Únicamente en el salón de la baronesa Ceffalia, en presencia de unos pocos íntimos, se osó hablar con más libertad, para demostrar el desprecio que las clases altas reservaban a la mafia. Había personas de Catania, invitados a la inminente boda en casa de los Vazzano, y se comentaron una vez más las infidelidades conyugales de Orazio, la vulgaridad de Massimo Leone, la soberbia de Lilla y la timidez de Gianni.
Se habló de la situación financiera de los Alfallipe, quienes habían permitido que una criada les llevara la administración, ellos precisamente, que en el siglo anterior se habían hecho ricos administrando las tierras del príncipe Di Brogli. Afortunados sí que lo habían sido, porque la Mennulara no les había emulado en su codicia: con su dinero sólo se había comprado una casa modesta. Había habido muchos casos semejantes de administradores que amasaron una verdadera fortuna a espaldas de sus nobles e ineptos amos, y por ello en cierto sentido era casi justo, y desde luego no inhabitual, que en su decadencia tales familias se toparan a su vez con una suerte parecida. Pero nunca había ocurrido nada semejante con una mujer, y criada, por si fuera poco.

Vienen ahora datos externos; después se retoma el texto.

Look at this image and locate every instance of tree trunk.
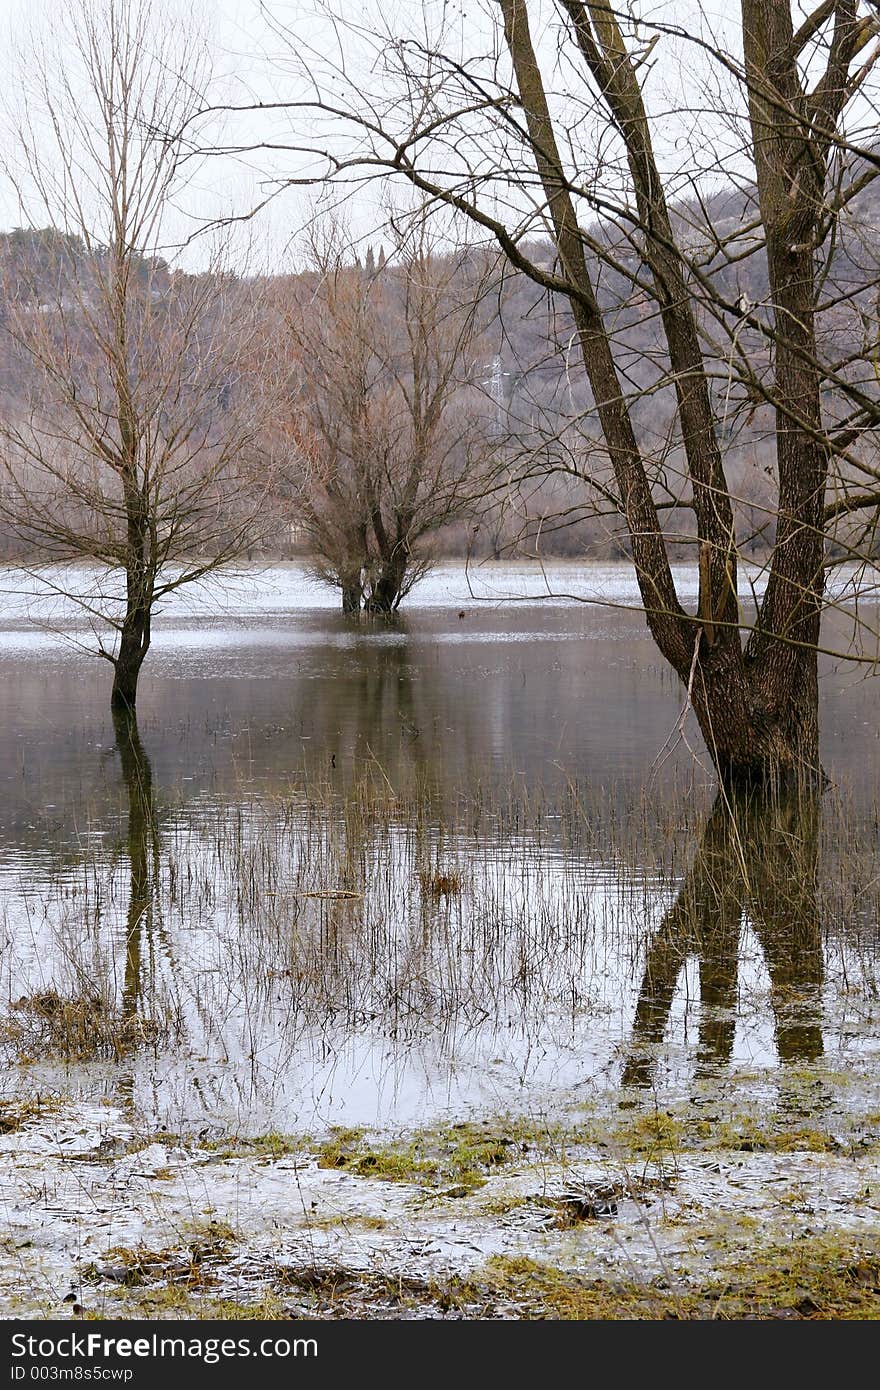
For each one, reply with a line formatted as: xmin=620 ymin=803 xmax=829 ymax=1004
xmin=364 ymin=550 xmax=408 ymax=614
xmin=112 ymin=475 xmax=153 ymax=712
xmin=491 ymin=1 xmax=843 ymax=791
xmin=340 ymin=573 xmax=363 ymax=614
xmin=111 ymin=616 xmax=150 ymax=711
xmin=687 ymin=641 xmax=821 ymax=792
xmin=111 ymin=563 xmax=152 ymax=712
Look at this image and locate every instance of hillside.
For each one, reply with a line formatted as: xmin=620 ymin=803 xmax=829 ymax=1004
xmin=1 ymin=162 xmax=879 ymax=561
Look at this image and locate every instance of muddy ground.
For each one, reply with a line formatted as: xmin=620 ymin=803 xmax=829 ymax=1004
xmin=2 ymin=1062 xmax=879 ymax=1321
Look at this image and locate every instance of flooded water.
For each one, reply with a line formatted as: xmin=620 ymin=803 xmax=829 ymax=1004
xmin=0 ymin=561 xmax=878 ymax=1139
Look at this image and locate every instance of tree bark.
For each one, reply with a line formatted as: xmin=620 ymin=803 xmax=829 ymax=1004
xmin=364 ymin=534 xmax=410 ymax=614
xmin=365 ymin=563 xmax=407 ymax=613
xmin=340 ymin=572 xmax=363 ymax=614
xmin=111 ymin=497 xmax=152 ymax=711
xmin=111 ymin=614 xmax=150 ymax=711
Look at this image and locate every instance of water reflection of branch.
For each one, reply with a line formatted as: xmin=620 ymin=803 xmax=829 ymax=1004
xmin=622 ymin=790 xmax=823 ymax=1088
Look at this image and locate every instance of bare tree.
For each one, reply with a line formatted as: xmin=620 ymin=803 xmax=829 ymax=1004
xmin=0 ymin=0 xmax=271 ymax=710
xmin=217 ymin=0 xmax=880 ymax=787
xmin=265 ymin=214 xmax=498 ymax=613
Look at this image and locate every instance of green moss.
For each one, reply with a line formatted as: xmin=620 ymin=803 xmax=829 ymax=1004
xmin=712 ymin=1119 xmax=838 ymax=1153
xmin=612 ymin=1110 xmax=685 ymax=1156
xmin=461 ymin=1240 xmax=880 ymax=1319
xmin=312 ymin=1116 xmax=559 ymax=1192
xmin=192 ymin=1102 xmax=873 ymax=1176
xmin=115 ymin=1287 xmax=294 ymax=1319
xmin=84 ymin=1221 xmax=237 ymax=1292
xmin=313 ymin=1126 xmax=366 ymax=1168
xmin=77 ymin=1233 xmax=880 ymax=1321
xmin=708 ymin=1238 xmax=880 ymax=1320
xmin=187 ymin=1218 xmax=237 ymax=1245
xmin=478 ymin=1256 xmax=686 ymax=1318
xmin=200 ymin=1131 xmax=305 ymax=1162
xmin=193 ymin=1295 xmax=299 ymax=1319
xmin=607 ymin=1098 xmax=877 ymax=1161
xmin=316 ymin=1133 xmax=438 ymax=1184
xmin=476 ymin=1194 xmax=528 ymax=1218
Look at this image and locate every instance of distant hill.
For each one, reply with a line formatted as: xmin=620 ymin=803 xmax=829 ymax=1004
xmin=1 ymin=162 xmax=878 ymax=561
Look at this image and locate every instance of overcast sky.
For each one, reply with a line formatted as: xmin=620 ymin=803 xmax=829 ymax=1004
xmin=0 ymin=0 xmax=867 ymax=272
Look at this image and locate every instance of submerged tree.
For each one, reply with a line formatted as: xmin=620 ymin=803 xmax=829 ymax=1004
xmin=0 ymin=0 xmax=270 ymax=710
xmin=231 ymin=0 xmax=880 ymax=786
xmin=266 ymin=215 xmax=497 ymax=613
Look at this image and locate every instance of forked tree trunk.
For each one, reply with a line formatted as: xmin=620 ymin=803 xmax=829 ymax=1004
xmin=365 ymin=572 xmax=404 ymax=613
xmin=364 ymin=547 xmax=409 ymax=614
xmin=679 ymin=631 xmax=822 ymax=791
xmin=496 ymin=0 xmax=843 ymax=791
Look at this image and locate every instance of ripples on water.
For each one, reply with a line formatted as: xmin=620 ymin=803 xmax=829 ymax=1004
xmin=0 ymin=562 xmax=877 ymax=1135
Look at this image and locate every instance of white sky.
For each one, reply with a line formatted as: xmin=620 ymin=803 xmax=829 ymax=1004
xmin=0 ymin=0 xmax=437 ymax=270
xmin=0 ymin=0 xmax=288 ymax=269
xmin=0 ymin=0 xmax=871 ymax=272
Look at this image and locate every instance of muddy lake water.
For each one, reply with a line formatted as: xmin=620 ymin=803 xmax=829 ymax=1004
xmin=1 ymin=560 xmax=879 ymax=1318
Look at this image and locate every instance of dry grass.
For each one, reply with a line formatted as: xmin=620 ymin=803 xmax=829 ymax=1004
xmin=1 ymin=989 xmax=169 ymax=1061
xmin=1 ymin=766 xmax=878 ymax=1104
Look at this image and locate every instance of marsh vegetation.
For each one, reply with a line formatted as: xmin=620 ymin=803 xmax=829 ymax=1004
xmin=0 ymin=564 xmax=878 ymax=1317
xmin=2 ymin=0 xmax=880 ymax=1321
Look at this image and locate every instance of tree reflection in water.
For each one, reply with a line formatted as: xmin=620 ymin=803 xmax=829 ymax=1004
xmin=622 ymin=790 xmax=824 ymax=1087
xmin=111 ymin=705 xmax=165 ymax=1065
xmin=108 ymin=686 xmax=828 ymax=1111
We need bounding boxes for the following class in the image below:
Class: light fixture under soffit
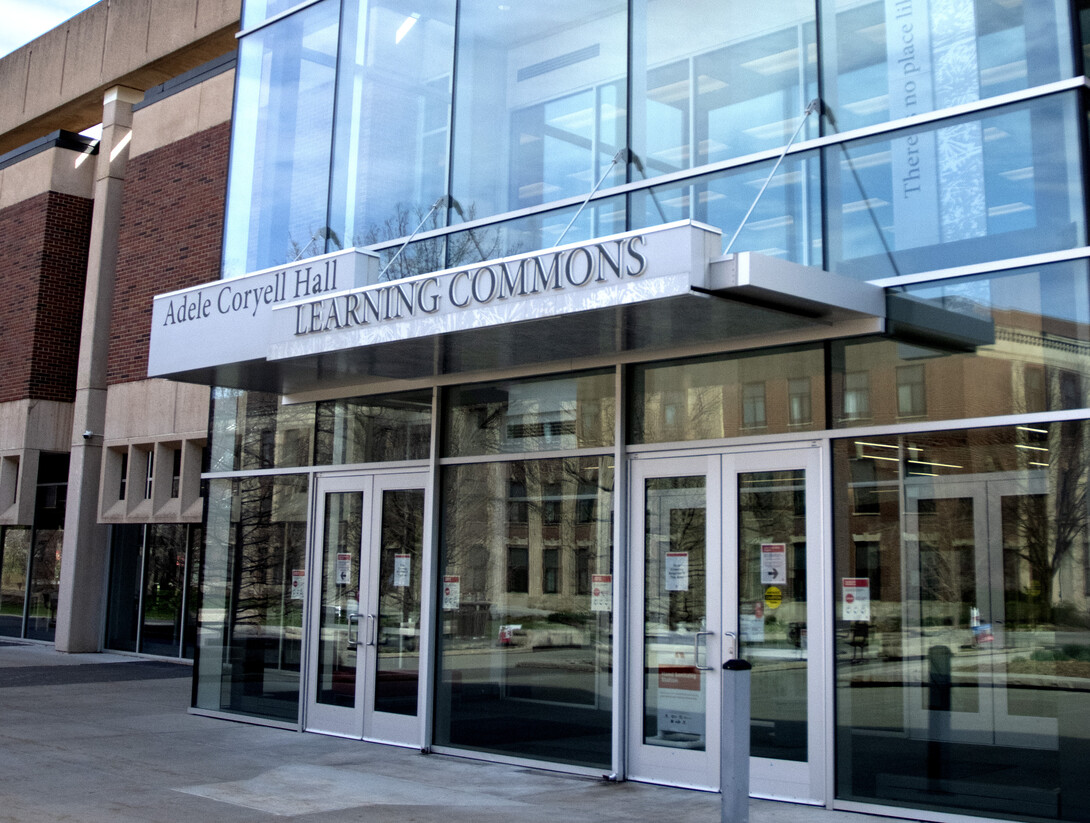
[396,13,421,44]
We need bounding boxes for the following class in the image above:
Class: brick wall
[108,120,230,384]
[0,191,92,404]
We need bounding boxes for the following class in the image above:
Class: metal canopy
[155,251,890,396]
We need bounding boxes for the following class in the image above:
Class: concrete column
[55,86,142,653]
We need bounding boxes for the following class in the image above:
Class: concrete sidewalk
[0,640,888,823]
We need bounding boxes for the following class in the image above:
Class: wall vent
[517,44,600,81]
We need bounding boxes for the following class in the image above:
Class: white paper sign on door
[657,665,704,736]
[591,574,612,612]
[760,543,786,584]
[336,553,351,585]
[665,552,689,591]
[290,569,306,600]
[393,554,411,587]
[442,575,461,610]
[842,577,871,622]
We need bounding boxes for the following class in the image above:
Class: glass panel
[450,0,627,224]
[183,524,202,660]
[643,475,707,751]
[739,470,808,762]
[241,0,302,29]
[194,475,308,721]
[329,0,455,259]
[314,390,432,465]
[105,525,143,653]
[140,524,191,657]
[223,0,339,278]
[630,154,821,263]
[210,389,316,472]
[633,1,816,176]
[827,93,1084,280]
[821,0,1072,134]
[832,260,1090,426]
[913,496,981,714]
[443,371,615,457]
[26,456,67,642]
[374,488,424,716]
[435,457,613,768]
[316,491,362,708]
[834,423,1090,821]
[0,526,29,638]
[630,346,825,444]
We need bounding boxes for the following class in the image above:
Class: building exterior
[0,0,240,655]
[5,1,1090,822]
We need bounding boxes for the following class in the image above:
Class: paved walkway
[0,640,894,823]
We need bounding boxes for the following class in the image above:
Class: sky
[0,0,99,59]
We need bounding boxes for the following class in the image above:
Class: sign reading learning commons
[147,221,722,379]
[291,234,648,336]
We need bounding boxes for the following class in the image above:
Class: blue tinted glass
[450,1,627,224]
[827,93,1084,280]
[821,0,1073,133]
[430,196,626,268]
[223,0,339,278]
[242,0,306,29]
[630,153,821,265]
[634,2,817,176]
[329,0,456,254]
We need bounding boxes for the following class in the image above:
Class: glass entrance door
[628,447,825,800]
[904,472,1059,749]
[305,471,430,744]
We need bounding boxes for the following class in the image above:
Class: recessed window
[506,546,529,593]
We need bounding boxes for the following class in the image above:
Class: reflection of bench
[849,622,869,663]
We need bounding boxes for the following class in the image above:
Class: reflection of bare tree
[360,202,506,281]
[1009,422,1088,624]
[227,475,307,641]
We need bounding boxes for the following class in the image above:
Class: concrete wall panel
[0,0,240,154]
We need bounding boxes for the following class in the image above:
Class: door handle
[347,613,359,648]
[365,614,377,647]
[724,631,737,661]
[694,631,714,671]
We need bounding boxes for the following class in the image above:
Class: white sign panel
[393,554,411,588]
[149,248,377,377]
[842,577,871,622]
[442,575,461,610]
[665,552,689,592]
[591,574,612,612]
[291,569,306,600]
[336,553,352,585]
[657,665,705,737]
[149,222,721,378]
[760,543,787,585]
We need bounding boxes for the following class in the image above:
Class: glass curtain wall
[434,373,615,767]
[632,0,816,176]
[831,260,1090,426]
[222,0,340,278]
[820,0,1072,134]
[834,423,1090,822]
[225,0,1079,284]
[0,526,29,637]
[194,475,308,721]
[448,0,628,248]
[328,0,456,279]
[827,92,1085,280]
[105,524,202,658]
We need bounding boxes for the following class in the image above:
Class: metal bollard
[721,659,751,823]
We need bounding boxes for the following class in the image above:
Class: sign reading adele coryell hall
[148,222,723,379]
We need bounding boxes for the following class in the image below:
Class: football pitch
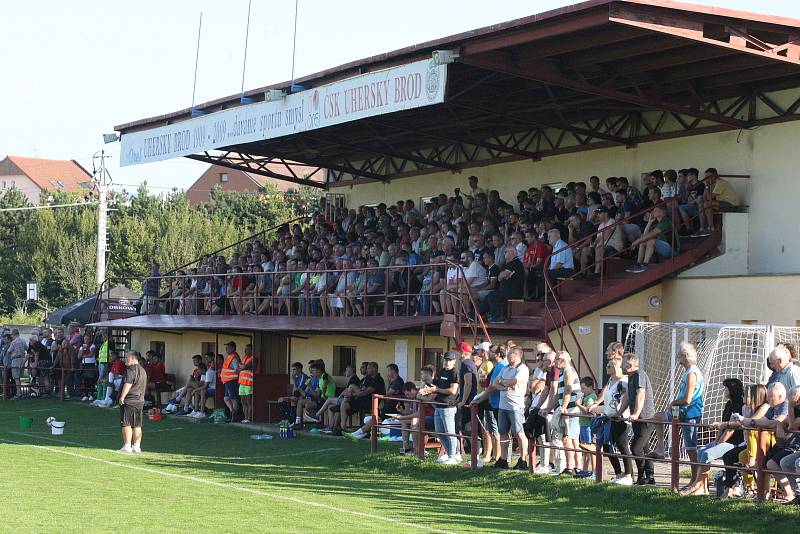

Esta historia de los Alfallipe era extraordinaria por los lazos de dependencia entre amos y criada, e increíble por el hecho de que, si bien parecía que la nueva generación iba a oponerse a la continuación de tales tratos malsanos, en realidad los había perpetuado, demostrando que consideraba a la Mennulara como parte de la familia: incluso lo habían hecho público exponiendo las esquelas y disponiendo sus exequias como si hubiera sido una pariente cercana.
Y es que había algo oculto que no se entendía bien, como demostraba la presencia en el funeral de don Vincenzo Ancona, el reconocido jefe mafioso de la provincia y padre además de un importante personaje que vivía fuera, «hombre de honor» moderno que contaba con el apoyo del gobierno. Ése era un acontecimiento asombroso y preocupante, digno de consideración. Después de encendidas discusiones quedaron en pie dos teorías, ambas atrevidas y poco plausibles: que se tratara del verdadero padre de la Mennulara, a quien había transmitido su astucia; o que fuera, nada menos, su secreto amante de juventud. Sucedió así que don Vincenzo Ancona, hombre de honor que por la honorable sociedad había matado despiadadamente y sin vacilación, que incluso había condenado a muerte a un cuñado suyo que había «hablado demasiado», padre de cuatro hijos, católico practicante, vino a ser descrito como persona sexualmente indiscreta y acaso romántica, víctima de sus emociones.
En la portería del Palazzo Ceffalia, se discutió, obviamente, sólo del funeral. Nadie cometió la estupidez ni llegó al extremo de los amos de atreverse a pensar que Nuruzza Inzerillo o su hija pudieran haber sido amantes de don Vincenzo Ancona. Con la sabiduría del pueblo, se barajaban dos hipótesis concretas: que la Mennulara fuera una mujer mafiosa, de forma absolutamente excepcional, en cuanto hembra y pobre, o que hubiera hecho a don Vincenzo Ancona un favor tal como para merecerse su reconocimiento póstumo. En cualquier caso, creció entre los presentes el respeto por la Mennulara, si bien el señor Vito Militello quiso puntualizar que no dejaba de ser, pese a todo, una difunta desagradable, que nunca había tratado con familiaridad a nadie y que se había pasado al bando de los amos despreciando y pisoteando a la gente como ella.